La chiesa madre, dedicata alla Madonna Assunta, è il principale luogo di culto cattolico di Favara nonché il duomo della città. È stata edificata tra il 1892 e il 1898. Precedentemente, nel 1558, risultava già presente un'altra chiesa nello stesso luogo chiamata Maior, ossia la principale, e nel 1598 risultava sotto il titolo dell'Assunzione.
La chiesa fu ampiamente ricostruita nel corso del 1760, e ancora nel 1828 per volere soprattutto di Biagio Licata nonno del principe di Baucina, che destinò all'opera un'ingente somma. Gli stucchi e le pitture dell'interno, adornato da colonne con capitelli in stile ionico, vennero completati intorno alla metà del 1830. Questa chiesa fu abbattuta nel 1892 quando venne costruita l'attuale, i cui lavori durarono fino al luglio 1898.
L'inaugurazione avvenne il 10 ottobre 1897. La direzione dei lavori fu affidata all'architetto Carmelo Sciuto Patti di Catania che non poté completare i lavori; furono ripresi dall'ingegnere Achille Viola da Castronovo, il quale modificò in parte il progetto. La chiesa, che si rifa a modelli di architettura lombarda dei secoli XIV e XV, sulla imponente facciata presenta dei mosaici che sono stati introdotti intorno alla fine degli anni cinquanta ad opera di alcuni artisti fiorentini.
All'interno è suddivisa in tre navate di cui quella laterale a sinistra custodisce un grande e pregevole Crocifisso del Seicento. In questo luogo, nel corso dei secoli XVIII e XIX, c'era un oratorio, detto del SS. Crocifisso che accoglieva il citato Crocifisso, proveniente dalla vecchia chiesa madre; l'oratorio venne distrutto nel 1892, quando iniziò la costruzione della nuova madrice.
Degno di nota è l'organo costruito e collocato da Pacifico Inzoli da Crema. Interessante è il pulpito ligneo, in stile neogotico.
Degno di nota è l'organo costruito e collocato da Pacifico Inzoli da Crema.
Interessante è il pulpito ligneo, in stile neogotico, eseguito nel 1901 dai maestri Antonio Amico e il figlio Antonio, su disegno del pittore favarese Vincenzo Indelicato. Nel 1920 circa, furono messi in opera dal maestro Giacomo Patti, i vetri policromi delle grandi finestre, poi sostituiti nei primi anni novanta.

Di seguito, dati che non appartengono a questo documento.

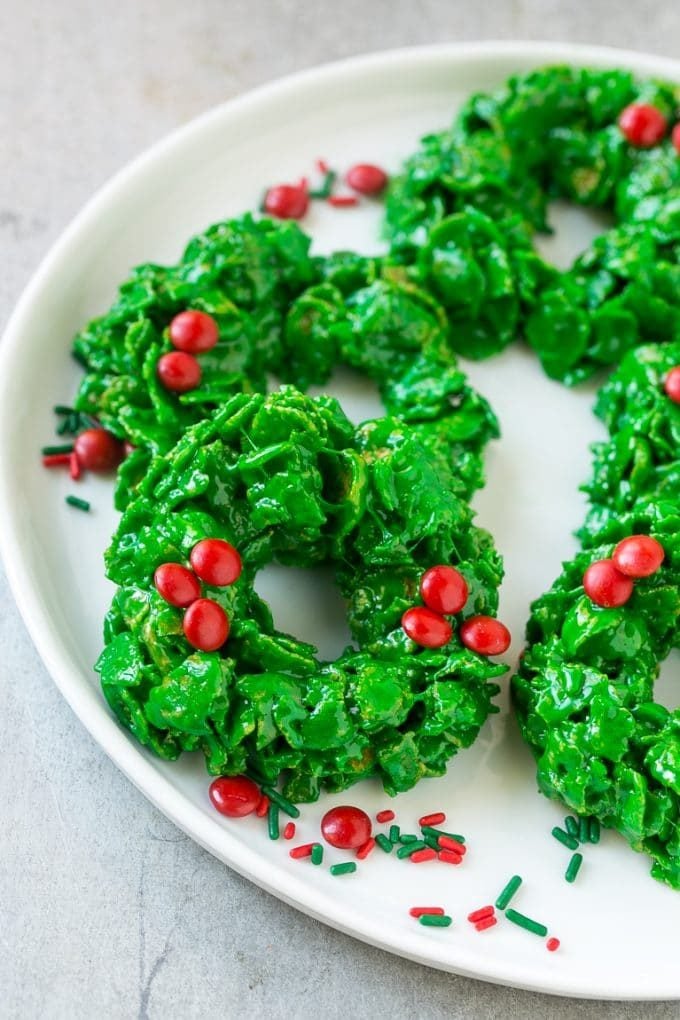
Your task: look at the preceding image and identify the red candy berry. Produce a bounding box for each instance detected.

Le spese per la costruzione dell'attuale chiesa vennero sostenute principalmente da Francesco Piscopo, che alla sua morte fece, a questo scopo, un notevole lascito, e dai fratelli Giudice e la sorella Gesuela, che vi destinarono grosse somme di denaro.
Fu per volere di quest'ultima che venne edificata la grandiosa cupola, non prevista nel progetto dello Sciuto Patti.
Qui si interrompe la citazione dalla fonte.